Here’s a tale of a particularly large-hearted Canadian couple. Allen and Violet Large made news a few days ago with their big lottery win of over $11 million. It wasn’t so much the colossal prize itself that drew attention, but the fact that they didn’t spend any of it on themselves. There will be no mansion, no fancy cars, no trips around the world for this couple, who are in their 70s and live in Lower Truro, Nova Scotia. Instead, they made generous cash gifts to a list of charities and family members.

Violet, who is recovering from cancer surgery and chemotherapy, told a reporter that the giveaways “really perked us up.” Her husband Allan said being able to help others felt just great.

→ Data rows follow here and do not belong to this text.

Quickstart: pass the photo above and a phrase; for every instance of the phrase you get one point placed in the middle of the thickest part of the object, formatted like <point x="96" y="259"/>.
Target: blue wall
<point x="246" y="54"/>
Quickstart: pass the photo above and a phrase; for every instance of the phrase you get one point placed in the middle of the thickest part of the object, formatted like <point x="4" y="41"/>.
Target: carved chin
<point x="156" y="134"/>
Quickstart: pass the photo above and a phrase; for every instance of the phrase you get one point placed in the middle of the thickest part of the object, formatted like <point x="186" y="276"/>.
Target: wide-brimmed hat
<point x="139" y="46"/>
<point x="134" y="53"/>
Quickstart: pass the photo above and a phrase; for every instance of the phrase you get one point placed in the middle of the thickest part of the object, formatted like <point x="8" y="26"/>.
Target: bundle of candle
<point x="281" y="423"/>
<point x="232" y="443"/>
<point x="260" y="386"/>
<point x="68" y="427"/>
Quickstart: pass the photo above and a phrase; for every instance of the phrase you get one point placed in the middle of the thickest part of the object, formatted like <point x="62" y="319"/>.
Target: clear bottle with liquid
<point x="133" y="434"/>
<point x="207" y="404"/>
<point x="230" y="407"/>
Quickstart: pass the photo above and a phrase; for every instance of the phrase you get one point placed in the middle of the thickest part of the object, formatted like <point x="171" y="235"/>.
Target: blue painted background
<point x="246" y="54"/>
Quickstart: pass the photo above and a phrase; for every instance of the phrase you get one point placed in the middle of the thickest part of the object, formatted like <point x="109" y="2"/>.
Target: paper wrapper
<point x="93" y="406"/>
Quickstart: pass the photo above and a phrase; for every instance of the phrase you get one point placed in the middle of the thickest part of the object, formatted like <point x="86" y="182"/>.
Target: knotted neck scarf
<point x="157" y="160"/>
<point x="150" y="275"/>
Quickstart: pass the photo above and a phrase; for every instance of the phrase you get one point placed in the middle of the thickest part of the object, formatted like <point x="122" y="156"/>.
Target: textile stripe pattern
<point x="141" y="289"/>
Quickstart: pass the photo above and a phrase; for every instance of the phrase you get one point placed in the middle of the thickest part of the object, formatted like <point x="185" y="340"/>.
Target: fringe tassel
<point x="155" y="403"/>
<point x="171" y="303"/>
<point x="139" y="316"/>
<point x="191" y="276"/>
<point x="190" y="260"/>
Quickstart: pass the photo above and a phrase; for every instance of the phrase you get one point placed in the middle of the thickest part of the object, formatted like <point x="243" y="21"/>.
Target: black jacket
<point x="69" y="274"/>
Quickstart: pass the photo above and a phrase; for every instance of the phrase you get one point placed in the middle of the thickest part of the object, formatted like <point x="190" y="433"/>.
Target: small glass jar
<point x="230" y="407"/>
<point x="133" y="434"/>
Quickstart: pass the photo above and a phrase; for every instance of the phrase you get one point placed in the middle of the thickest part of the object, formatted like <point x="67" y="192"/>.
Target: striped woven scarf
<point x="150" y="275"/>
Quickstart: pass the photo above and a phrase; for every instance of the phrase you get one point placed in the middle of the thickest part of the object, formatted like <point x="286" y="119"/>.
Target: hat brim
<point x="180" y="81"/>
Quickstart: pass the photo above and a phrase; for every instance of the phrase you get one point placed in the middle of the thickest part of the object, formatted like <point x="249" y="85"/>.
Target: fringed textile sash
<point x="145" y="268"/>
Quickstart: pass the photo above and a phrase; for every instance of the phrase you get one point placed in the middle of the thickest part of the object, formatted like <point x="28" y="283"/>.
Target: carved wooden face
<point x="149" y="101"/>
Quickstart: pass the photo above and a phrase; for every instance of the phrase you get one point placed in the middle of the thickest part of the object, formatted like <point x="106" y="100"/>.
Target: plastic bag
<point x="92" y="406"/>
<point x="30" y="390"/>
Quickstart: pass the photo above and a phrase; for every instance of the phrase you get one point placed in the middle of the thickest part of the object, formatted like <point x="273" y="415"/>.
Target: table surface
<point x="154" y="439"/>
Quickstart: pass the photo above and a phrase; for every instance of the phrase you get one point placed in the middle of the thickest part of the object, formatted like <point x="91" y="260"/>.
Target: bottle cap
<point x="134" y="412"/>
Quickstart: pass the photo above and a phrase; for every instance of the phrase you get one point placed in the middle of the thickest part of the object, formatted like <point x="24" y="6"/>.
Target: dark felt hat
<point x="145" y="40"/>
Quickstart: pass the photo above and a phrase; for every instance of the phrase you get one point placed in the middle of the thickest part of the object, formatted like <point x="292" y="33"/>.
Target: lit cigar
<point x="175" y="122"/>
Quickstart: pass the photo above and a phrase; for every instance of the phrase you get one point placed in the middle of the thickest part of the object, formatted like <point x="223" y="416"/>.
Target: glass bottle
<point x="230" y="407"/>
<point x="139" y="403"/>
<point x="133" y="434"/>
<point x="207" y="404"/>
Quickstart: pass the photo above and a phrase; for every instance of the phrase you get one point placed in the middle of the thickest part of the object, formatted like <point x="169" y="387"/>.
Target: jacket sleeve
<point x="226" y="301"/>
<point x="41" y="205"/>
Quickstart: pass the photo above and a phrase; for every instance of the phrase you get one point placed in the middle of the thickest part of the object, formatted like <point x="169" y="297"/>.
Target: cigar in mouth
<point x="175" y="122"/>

Most of us, finding ourselves in the same situation, might not make quite the same choice as this low-key couple (I could certainly do without the mansion and the fancy cars, but it would be awfully hard to say no to that ’round-the-world vacation). But before you allow the Larges’ generous actions to shame you, it’s worth remembering that most of us are donating at least some of our riches to charity. Eighty-four percent of us give money every year, according to the Canada Survey of Giving, Volunteering and Participating.

And if you listen to what sociologists have to say, we’re probably doing it for much the same reasons as Allen and Violet Large. It perks us up. It feels just great.

We all want to make a difference. Whether we give away 11 million dollars to a long list of worthy organizations, or whether we support the girl guide next door by shelling out a few bucks for cookies, it’s a gratifying feeling to know you’ve helped someone.

Mmm, cookies.

One response to “Giving Large

  1. Great story, Lisa. Let’s hope they’ve started a new trend with future lottery winners, who put their newly found money to good use rather that flit it away on useless material possessions.